“劉大軍是吧?”范總突然看出了端倪,“老楊還好嗎?對了,你女朋友,叫什麽曉萍吧,今天沒來嗎?”
“小劉啊,怎麽回事啊?你還有個女朋友嗎?”
張叔厲聲喝問。
“姍姍,你知道這件事嗎?”林阿姨也板著臉。
“張叔,林姨,我和她已經分開很久了。”我囁諾道。
“爸、媽,我知道的。大軍都跟我說過了。”姍姍堅定的說。
“年輕人,可不能見異思遷啊!”范總搖了搖頭,“我看那個女孩挺漂亮的嘛,你怎麽就把人家甩了呢?不過,也可以理解,你老同學不是也重新娶了個歌星嗎?”
“我不想在這裡解釋,分手的原因。”我站起來,“張叔,林姨,我隻想說一句:我問心無愧。請你們相信我。”
“坐下吧,我們喝酒。”張叔臉色很難看。
“姍,張姍”巴倫來勁了,“你可要看清楚啊!有的人是很花心的。”
“不用你提醒,我相信自己的眼睛。”張姍氣呼呼的說。
“算了,不說了”巴倫很大度的說,“我給你講講我們劍橋吧,徐志摩的再別康橋,很美的。。”
“不想聽。”姍姍轉過頭,笑顏如花,“大軍,我想知道外面的《孔雀公主》是什麽故事,你知道嗎?”
多好的女孩啊!不但相信我,還要我在她父母面前長臉。
還好,揚子江給我講了後,我因為好奇,所以專門上網查了一下,現在可以賣弄一下了。
孔雀和大象都是傣族的吉祥物!
這裡面有一個美麗的傳說:
三四百年以前,在遙遠美麗的西雙版納,頭人召猛(meng)海的兒子召樹屯英俊瀟灑、聰明強悍,喜歡他的女孩子也很多,可他卻還沒找到自己的心上人
一天,他的獵人朋友對他說:“明天,有七位美麗的姑娘會飛到郎絲娜湖來游泳,其中最聰明美麗的是七姑娘蘭吾羅娜,你只要把她的孔雀氅(chang)藏起來,她不能飛走了,就會留下來做你的妻子。”第二天,他來到了郎絲娜湖邊。

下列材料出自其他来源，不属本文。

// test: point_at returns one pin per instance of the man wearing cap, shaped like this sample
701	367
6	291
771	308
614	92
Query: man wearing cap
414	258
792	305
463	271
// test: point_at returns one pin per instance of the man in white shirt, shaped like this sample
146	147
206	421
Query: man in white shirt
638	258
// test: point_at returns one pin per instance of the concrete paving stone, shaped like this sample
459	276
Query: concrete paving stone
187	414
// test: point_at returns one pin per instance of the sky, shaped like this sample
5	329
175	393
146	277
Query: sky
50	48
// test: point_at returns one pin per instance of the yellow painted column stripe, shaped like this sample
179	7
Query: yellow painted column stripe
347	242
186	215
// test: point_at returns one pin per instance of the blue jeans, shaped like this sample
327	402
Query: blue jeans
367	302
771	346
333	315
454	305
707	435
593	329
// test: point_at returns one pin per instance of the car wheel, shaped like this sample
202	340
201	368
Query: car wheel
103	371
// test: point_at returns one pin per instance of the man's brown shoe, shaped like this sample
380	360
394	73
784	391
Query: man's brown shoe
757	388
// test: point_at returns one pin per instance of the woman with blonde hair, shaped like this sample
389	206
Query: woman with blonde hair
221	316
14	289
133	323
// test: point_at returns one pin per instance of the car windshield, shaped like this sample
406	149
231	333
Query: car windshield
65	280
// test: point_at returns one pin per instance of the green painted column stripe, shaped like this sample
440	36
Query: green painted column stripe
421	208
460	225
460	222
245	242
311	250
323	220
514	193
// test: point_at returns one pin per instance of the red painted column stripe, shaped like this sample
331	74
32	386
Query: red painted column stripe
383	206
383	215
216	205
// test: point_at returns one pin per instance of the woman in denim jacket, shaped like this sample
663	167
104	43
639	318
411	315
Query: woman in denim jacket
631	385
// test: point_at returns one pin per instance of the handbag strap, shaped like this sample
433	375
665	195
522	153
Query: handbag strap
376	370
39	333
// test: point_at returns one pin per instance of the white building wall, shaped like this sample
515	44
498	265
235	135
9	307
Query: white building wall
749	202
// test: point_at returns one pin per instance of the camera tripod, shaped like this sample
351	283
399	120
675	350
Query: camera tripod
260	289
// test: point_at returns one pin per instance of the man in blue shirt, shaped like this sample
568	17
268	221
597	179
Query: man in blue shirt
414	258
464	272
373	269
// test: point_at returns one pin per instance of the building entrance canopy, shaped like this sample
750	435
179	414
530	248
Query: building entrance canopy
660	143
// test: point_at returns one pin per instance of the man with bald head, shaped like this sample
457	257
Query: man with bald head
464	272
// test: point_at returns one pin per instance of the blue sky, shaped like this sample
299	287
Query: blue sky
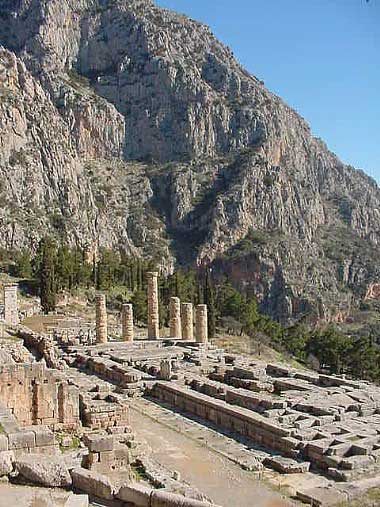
321	56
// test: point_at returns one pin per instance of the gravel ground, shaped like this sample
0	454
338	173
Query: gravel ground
223	481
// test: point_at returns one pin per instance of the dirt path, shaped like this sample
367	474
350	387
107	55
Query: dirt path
223	481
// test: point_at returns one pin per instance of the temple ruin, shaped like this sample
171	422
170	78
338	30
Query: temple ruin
265	417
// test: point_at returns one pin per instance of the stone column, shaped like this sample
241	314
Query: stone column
153	315
11	304
175	318
187	321
101	319
201	332
127	323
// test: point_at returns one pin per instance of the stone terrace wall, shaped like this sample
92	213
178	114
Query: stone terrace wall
36	396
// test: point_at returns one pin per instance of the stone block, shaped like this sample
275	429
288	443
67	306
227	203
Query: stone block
50	471
92	483
77	501
3	443
6	462
99	443
21	440
135	494
166	499
43	436
321	496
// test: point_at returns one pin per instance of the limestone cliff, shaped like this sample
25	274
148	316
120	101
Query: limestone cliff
131	126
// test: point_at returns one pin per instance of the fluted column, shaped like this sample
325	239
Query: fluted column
101	319
175	318
127	323
201	331
187	321
153	315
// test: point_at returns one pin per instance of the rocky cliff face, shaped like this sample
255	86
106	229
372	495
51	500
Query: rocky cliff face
127	125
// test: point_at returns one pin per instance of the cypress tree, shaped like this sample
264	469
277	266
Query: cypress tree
46	275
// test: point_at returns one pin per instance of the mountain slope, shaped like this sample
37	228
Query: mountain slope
139	130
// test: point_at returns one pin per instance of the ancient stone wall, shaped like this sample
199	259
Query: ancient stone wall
36	396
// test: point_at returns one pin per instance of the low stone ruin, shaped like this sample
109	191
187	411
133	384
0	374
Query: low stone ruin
287	420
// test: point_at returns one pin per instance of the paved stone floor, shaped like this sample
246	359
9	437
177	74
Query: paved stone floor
213	474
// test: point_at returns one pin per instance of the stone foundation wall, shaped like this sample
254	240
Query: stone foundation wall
36	396
239	420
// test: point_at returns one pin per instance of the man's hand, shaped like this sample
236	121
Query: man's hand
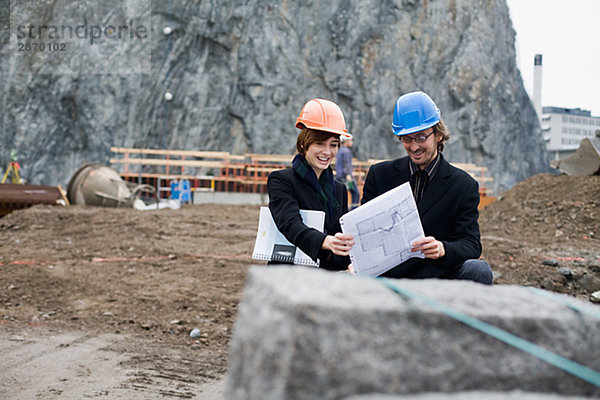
340	244
430	247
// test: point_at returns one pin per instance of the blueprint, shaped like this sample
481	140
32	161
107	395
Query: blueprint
383	230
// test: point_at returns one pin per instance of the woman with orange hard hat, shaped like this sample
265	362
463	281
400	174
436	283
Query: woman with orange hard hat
309	185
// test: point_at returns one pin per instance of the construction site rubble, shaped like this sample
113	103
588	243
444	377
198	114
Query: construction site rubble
119	272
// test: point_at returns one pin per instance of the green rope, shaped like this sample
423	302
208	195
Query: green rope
572	367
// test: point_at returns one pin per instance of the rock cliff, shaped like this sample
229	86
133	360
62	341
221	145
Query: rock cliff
239	72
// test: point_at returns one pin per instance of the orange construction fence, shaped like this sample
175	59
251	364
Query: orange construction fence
224	172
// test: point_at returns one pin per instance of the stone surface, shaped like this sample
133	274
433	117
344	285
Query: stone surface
476	395
239	73
304	333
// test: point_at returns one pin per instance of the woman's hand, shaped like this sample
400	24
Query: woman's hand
430	247
339	244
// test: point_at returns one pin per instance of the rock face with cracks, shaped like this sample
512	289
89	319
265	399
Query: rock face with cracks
239	73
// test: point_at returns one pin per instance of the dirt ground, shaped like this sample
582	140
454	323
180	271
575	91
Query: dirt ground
100	302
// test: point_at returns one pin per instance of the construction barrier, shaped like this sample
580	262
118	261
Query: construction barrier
219	171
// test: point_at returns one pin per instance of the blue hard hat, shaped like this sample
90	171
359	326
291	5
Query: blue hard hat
414	112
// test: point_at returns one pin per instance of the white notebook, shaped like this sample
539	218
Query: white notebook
271	245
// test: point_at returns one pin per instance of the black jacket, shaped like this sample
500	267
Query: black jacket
448	212
288	193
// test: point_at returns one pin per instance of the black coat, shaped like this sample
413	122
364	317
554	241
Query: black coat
288	193
448	212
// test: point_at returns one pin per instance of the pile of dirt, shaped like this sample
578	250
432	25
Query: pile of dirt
545	232
153	276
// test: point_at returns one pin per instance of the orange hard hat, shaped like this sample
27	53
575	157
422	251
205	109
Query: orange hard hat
322	115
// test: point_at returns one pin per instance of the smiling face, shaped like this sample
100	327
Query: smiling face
318	148
321	153
423	153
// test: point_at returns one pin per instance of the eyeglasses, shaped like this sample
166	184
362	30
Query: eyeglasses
419	138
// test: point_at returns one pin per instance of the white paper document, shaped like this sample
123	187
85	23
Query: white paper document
383	230
271	245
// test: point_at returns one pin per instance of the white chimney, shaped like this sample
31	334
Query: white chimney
537	85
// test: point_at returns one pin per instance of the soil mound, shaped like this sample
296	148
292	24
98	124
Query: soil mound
545	232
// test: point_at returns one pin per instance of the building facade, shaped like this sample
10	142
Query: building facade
564	128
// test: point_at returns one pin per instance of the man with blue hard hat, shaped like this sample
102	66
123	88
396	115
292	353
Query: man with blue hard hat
446	197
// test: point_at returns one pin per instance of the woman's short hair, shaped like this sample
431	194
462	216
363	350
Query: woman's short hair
309	136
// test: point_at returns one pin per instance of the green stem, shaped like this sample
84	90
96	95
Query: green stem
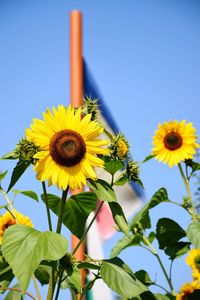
154	252
36	287
9	204
53	277
87	229
59	284
62	208
47	206
187	186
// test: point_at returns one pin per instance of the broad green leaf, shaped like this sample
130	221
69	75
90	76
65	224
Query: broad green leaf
6	276
162	297
3	175
121	181
116	274
17	172
178	249
124	243
119	217
77	209
14	295
193	234
142	216
102	189
86	265
30	194
168	232
144	277
43	273
10	155
25	247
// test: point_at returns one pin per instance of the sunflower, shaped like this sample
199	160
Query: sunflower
174	142
187	290
8	220
193	260
68	147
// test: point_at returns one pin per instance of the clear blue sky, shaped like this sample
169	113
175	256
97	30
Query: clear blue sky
145	57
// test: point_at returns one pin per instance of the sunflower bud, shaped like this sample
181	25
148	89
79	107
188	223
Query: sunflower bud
119	147
26	150
91	107
132	170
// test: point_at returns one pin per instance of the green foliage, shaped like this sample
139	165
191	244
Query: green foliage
116	274
17	173
168	232
77	209
144	277
14	295
24	248
177	249
124	243
30	194
102	189
193	234
142	217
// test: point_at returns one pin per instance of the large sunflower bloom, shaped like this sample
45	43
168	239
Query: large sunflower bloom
8	219
193	260
68	147
174	142
188	289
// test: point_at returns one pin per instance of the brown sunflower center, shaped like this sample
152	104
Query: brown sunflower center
67	148
173	141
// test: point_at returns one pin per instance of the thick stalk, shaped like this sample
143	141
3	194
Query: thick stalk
87	229
53	277
187	186
47	206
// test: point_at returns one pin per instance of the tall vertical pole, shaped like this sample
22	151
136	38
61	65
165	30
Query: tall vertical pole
76	92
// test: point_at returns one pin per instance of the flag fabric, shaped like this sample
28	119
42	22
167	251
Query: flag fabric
129	196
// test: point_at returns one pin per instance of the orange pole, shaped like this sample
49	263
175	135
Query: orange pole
76	93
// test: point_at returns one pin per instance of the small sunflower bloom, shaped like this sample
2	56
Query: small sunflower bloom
193	260
68	147
119	147
187	290
8	219
174	142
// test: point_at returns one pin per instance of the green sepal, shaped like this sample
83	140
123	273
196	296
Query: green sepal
18	171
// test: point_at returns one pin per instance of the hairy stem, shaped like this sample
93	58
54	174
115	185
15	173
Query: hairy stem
47	206
187	186
87	229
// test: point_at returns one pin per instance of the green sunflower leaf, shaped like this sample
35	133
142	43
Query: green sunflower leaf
18	172
25	247
178	249
168	232
102	189
77	209
30	194
117	275
142	216
124	243
193	234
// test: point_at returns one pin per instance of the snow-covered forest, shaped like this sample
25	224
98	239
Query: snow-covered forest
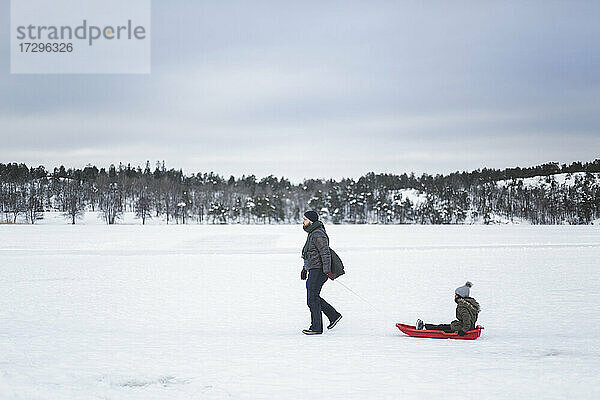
544	194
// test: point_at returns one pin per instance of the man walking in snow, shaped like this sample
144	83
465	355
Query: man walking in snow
317	265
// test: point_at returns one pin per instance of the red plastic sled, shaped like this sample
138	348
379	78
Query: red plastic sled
410	330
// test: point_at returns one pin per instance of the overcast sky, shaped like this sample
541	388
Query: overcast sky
325	89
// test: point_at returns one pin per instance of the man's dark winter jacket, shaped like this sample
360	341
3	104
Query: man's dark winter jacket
467	310
316	252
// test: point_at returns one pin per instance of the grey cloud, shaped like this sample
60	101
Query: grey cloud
391	86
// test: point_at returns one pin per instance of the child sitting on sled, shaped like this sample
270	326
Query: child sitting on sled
467	310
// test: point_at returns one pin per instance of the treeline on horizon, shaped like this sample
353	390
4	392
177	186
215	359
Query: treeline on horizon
173	197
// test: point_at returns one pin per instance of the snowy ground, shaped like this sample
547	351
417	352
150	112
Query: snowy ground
215	312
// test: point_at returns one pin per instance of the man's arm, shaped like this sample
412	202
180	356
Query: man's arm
322	245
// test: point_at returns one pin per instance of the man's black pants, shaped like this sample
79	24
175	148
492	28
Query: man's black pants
314	283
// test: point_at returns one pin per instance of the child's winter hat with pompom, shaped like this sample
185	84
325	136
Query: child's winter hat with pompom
463	291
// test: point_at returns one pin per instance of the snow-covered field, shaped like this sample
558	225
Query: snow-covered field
215	312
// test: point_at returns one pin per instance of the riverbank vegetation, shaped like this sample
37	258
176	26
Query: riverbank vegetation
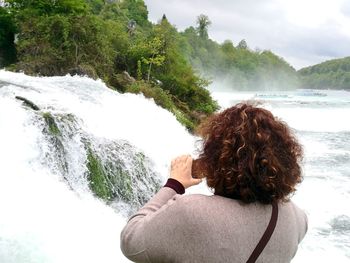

果然,從遠方飛來了七隻輕盈的孔雀,歇落到湖邊就變成了七位年輕的姑娘,她們跳起了優雅柔美的舞蹈,尤其是七公主蘭吾羅娜,舞姿動人極了!
這就是我一直在尋找的姑娘啊,召樹屯立刻愛上了她。他照著獵人朋友的話做,蘭吾羅娜的姐姐都飛走了,只剩下她一人時,召樹屯捧著孔雀氅走了出來。
蘭吾羅娜看著他,許久許久沒有說話,但愛慕之情已經從她的眼光中傳遞出來。不用說,召樹屯娶到了自己心愛的新娘。
他們新婚不久,鄰近的部落挑起了戰爭,為了保衛自己的家園,英勇的召樹屯帶著一支軍隊出征了。
戰爭初期,天天都傳來召樹屯敗陣退卻的消息,眼看戰火就要燒到自己的領土了,召猛海急得亂了陣腳。偏偏在這時,有個惡毒的巫師向他進讒言:“蘭吾羅娜是妖怪變的,就是她帶來了災難和不幸,若不把她殺掉,戰爭一定會失敗的!”
召猛海頭腦一昏,就聽信了他,決定把美麗的孔雀公主燒死。
戰爭結束了,召樹屯凱旋而歸,卻聽到了噩耗。隻覺天旋地轉,昏倒在地。蘇醒過來後,他的心中想的只是要去把她找回來:我不能沒有她,沒有她我的生命還有什麽意義?
他找到獵人朋友,問清楚原來蘭吾羅娜的家鄉在遠隔千山萬水的地方。
跨上戰馬,召樹屯又出發了,懷揣著獵人朋友送的三支具有魔力的黃金箭,懷著對蘭吾羅娜矢志不渝的愛,他克服了重重困難,來到了一個山谷入口。山谷口被兩座大象一樣的山封住了,召樹屯用第一支黃金箭射開了一條出路,進入了山谷。經歷了漫長而艱辛的拚搏,不管全身傷痕累累,不管前程凶險莫測,他終於到達了孔雀公主的家鄉。 可是孔雀國的國王因為覺得召樹屯的族人對蘭吾羅娜不公平,決定考較一下召樹屯是否有保護蘭吾羅娜的本領,否則就不讓蘭吾羅娜回去。國王讓七個女兒頭頂蠟燭,站到紗帳後面,讓召樹屯找出他的妻子,並用箭射滅燭火。召樹屯內心平靜下來,憑著對蘭吾羅娜的思念,用第二支黃金箭射滅了蘭吾羅娜頭頂的燭火,終於得到了與孔雀公主重逢的那一刻。他們含著淚再次擁抱,發誓從此永不分離。
回到家裡,召樹屯問明父親,知道原來是那個惡毒的巫師陷害蘭吾羅娜,就去找巫師報仇。那巫師其實是一隻禿鷹變的,聽聞召樹屯來找他,立刻化成原形,飛上天空想逃跑,召樹屯抽出最後一支黃金箭,正義之氣隨著箭象閃電一樣,將萬惡的巫師射死了。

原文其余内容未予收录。